The understanding of how such power-devolving strategies work, and the specific measures which might advance them, is still quite crude and thus presents promising territory for joint exploration by intellectuals and activists. These strategies have the potential to transform the current high tide of anti-statist sentiment into support for quite a different kind of state -- one that is far more dispersed and permeable, but for those reasons more just and effective. That prize, we think, is the one toward which local and national agendas ought to strive.

Finally, we generally agree with the content of Flacks' national agenda, but as
stated, most of the items are boring, old-
left issues. They are boring partly because they result from an a priori style of reasoning rather than an organic process. If a
national progressive agenda is going to work, it must excite people as they are, not as the sophisticated social democrats one might like them to be. The best way to build such an agenda is to construct it from the ground up -- from pieces of what people are
actually doing.

Letting the grassroots lead can be threatening. Community strategies may diverge from orthodox progressive wisdom. But new directions are exactly what we need. Increasing the social wage might mean weaving together the best (most fair) of
the HMOs rather than fighting for
national omnibus health care legislation, and it might mean giving up on welfare as we know it in favor of progressive experiments which deliver. Expanding community power may mean widening the progressive tent to include "good neighbor" agreements between local government, industry, and community as well as direct action and resistance.

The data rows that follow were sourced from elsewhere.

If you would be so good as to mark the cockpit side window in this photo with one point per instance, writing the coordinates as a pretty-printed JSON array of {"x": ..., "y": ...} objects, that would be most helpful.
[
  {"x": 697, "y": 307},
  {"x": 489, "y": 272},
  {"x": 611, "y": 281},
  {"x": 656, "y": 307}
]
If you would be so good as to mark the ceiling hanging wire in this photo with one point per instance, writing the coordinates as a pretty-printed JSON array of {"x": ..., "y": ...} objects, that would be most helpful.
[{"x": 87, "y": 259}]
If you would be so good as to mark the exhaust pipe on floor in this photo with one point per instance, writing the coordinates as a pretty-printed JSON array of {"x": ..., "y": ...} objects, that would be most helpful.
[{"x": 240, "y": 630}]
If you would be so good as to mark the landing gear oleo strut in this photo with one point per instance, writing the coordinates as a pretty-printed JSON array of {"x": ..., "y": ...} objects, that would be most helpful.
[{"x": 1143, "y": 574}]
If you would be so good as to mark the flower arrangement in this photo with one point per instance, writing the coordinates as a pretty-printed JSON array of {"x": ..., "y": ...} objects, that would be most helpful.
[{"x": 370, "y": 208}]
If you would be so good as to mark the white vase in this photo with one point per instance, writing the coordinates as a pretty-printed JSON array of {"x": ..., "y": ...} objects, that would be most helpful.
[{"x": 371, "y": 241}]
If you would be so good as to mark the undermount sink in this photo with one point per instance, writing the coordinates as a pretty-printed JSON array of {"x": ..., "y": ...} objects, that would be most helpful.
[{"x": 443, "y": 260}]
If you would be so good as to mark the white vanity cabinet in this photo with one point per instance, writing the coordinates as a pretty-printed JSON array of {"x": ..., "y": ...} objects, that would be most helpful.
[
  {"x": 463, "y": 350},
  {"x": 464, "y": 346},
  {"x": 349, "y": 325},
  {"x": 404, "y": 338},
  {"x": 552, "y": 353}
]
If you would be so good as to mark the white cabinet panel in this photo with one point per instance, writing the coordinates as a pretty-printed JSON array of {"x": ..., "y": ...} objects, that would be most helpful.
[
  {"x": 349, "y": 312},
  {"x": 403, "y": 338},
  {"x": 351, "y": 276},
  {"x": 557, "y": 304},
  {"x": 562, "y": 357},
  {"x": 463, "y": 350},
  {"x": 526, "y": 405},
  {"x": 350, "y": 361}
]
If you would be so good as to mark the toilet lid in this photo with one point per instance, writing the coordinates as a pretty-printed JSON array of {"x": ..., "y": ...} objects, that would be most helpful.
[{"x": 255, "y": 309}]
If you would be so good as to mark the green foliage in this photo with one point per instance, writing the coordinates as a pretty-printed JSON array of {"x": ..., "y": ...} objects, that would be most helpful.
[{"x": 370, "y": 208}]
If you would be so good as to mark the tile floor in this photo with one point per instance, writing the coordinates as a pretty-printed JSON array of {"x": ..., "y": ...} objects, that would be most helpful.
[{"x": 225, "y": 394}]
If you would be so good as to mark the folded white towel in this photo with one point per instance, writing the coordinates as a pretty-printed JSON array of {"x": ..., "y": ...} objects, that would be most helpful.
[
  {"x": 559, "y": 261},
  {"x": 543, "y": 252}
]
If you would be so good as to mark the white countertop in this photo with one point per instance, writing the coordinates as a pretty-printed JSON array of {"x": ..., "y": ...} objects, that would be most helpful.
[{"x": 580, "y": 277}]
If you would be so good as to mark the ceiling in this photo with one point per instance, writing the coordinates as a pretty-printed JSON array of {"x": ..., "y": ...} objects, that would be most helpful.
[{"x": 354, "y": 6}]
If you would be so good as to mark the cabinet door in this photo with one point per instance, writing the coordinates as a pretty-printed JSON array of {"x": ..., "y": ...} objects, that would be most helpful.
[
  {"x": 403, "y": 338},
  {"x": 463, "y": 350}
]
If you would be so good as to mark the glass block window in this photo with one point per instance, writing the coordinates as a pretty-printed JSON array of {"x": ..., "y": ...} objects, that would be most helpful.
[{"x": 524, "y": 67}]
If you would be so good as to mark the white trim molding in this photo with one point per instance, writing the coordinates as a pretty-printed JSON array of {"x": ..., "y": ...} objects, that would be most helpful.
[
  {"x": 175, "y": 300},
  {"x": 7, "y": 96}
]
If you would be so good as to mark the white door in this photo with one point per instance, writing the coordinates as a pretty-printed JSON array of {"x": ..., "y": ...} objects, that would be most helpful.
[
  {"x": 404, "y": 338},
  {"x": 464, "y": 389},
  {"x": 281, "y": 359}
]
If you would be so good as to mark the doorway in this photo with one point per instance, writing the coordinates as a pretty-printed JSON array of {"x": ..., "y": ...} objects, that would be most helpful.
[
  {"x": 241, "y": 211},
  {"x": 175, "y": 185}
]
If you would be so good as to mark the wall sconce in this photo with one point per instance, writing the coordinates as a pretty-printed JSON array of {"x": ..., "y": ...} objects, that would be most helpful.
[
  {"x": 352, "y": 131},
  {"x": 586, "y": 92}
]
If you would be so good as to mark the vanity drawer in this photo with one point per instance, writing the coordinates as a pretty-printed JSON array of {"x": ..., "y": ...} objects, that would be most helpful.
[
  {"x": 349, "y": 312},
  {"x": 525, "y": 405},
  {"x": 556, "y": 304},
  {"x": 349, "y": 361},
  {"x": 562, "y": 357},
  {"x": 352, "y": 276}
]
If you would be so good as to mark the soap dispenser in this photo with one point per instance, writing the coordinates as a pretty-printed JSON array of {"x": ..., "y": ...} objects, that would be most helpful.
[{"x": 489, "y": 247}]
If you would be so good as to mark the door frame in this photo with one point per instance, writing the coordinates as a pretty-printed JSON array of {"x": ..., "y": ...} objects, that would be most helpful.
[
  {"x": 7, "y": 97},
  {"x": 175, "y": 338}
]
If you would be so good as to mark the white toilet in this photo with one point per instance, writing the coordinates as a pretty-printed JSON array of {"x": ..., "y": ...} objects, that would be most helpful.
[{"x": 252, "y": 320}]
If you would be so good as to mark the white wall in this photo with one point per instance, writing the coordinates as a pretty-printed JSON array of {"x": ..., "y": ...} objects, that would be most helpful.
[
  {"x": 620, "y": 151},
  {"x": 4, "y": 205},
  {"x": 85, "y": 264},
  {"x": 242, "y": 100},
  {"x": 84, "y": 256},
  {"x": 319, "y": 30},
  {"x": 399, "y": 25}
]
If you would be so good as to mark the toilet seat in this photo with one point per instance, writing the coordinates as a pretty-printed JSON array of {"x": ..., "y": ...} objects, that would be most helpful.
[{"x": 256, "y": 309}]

Compare the political situation that gave rise to the New American Left with our own dark time. Dick Flacks and others at Port Huron looked uncomfortably at the world they inherited, and at the existing vehicles for changing it: sectarian communists on one side, the Democratic Party on the other. Rejecting both, they sought to mobilize unpoliticized publics and change the world. Flacks' analysis suggests that we are now in a similar situation. "Bureaucratically mired" national left organizations are "locked into knee-jerk routine." The cycle of political regeneration should begin once again by rejecting, perhaps simply bypassing, the national so-called "leadership;" effective action requires the participation of young people, not just as Washington interns but as political leaders. The fast path to a national progressive movement is through new coalitions of community groups, students, intellectuals, and presently unmobilized publics. We welcome the big issue groups to the extent that they are willing to help through lobbying or by throwing resources our way. But experience has taught us not to expect this assistance. We hope instead that the broad-ranging strategic reflection and discussion urged by Flacks will map the way for the grassroots to create a more
cooperative, and thereby more progressive, national future.